The Holocaust Industry karangan Norman G. Finkelstein |
Dalam The
Holocaust Industry Profesor Norman Finkelstein mengatakan, “Kajian Holokaus
penuh dengan omong kosong, kalau bukan kebohongan luar biasa ... Rabi Arthur
Hertzberg menuding kedua belah pihak, mencela bahwa ‘ini bukan soal keadilan,
ini soal uang’ ... Belakangan ini, industri Holokaus menjadi alat pemerasan
yang efektif .... Sebagai mantra pemerasan kompensasi Holokaus, ini adalah
perampokan terbesar dalam sejarah manusia .... Kalau setiap orang yang mengaku sebagai
korban selamat itu mengatakan yang sebenarnya, ibu saya biasanya
bertanya-tanya, ‘lalu siapa yang dibunuh Hitler?’” Di Jerman, apa yang ditulis Finkelstein itu
bisa mengundang para hakim pengadilan menjatuhkan vonis sekurang-kurangnya lima
tahun penjara. Sedangkan di Austria penjara dua puluh tahun sudah menanti.

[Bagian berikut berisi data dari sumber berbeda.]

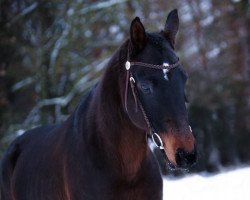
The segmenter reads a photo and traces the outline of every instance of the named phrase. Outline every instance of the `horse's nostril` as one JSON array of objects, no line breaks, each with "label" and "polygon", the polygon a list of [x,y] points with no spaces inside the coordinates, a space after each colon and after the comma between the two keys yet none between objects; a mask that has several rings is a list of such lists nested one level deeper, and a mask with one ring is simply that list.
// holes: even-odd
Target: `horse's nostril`
[{"label": "horse's nostril", "polygon": [[197,152],[194,149],[192,152],[183,149],[177,149],[175,159],[178,167],[187,168],[195,164],[197,160]]}]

Orang Jerman yang kedapatan menunjukkan sikap mendukung pemikiran Finkelstein
itu pasti ditangkap. Di Perancis, negerinya Liberté, Egalité, Fretrnité
itu, Roger Garaudy dipidana denda 40.000 dolar AS karena menulis buku yang
mempersoalkan Israel. Daftar pemberangusan kebebasan pendapat ini bisa
diperpanjang.
Selain
konsekuensi fisik, mereka yang mempertanyakan “holocaust” akan menuai kecaman
dari para penguasa, diserang dengan sengit oleh para intelektual pengabdi “holocaust”
atau dipermalukan oleh Anti-Defamation League (of B’nai B’irth) di internet.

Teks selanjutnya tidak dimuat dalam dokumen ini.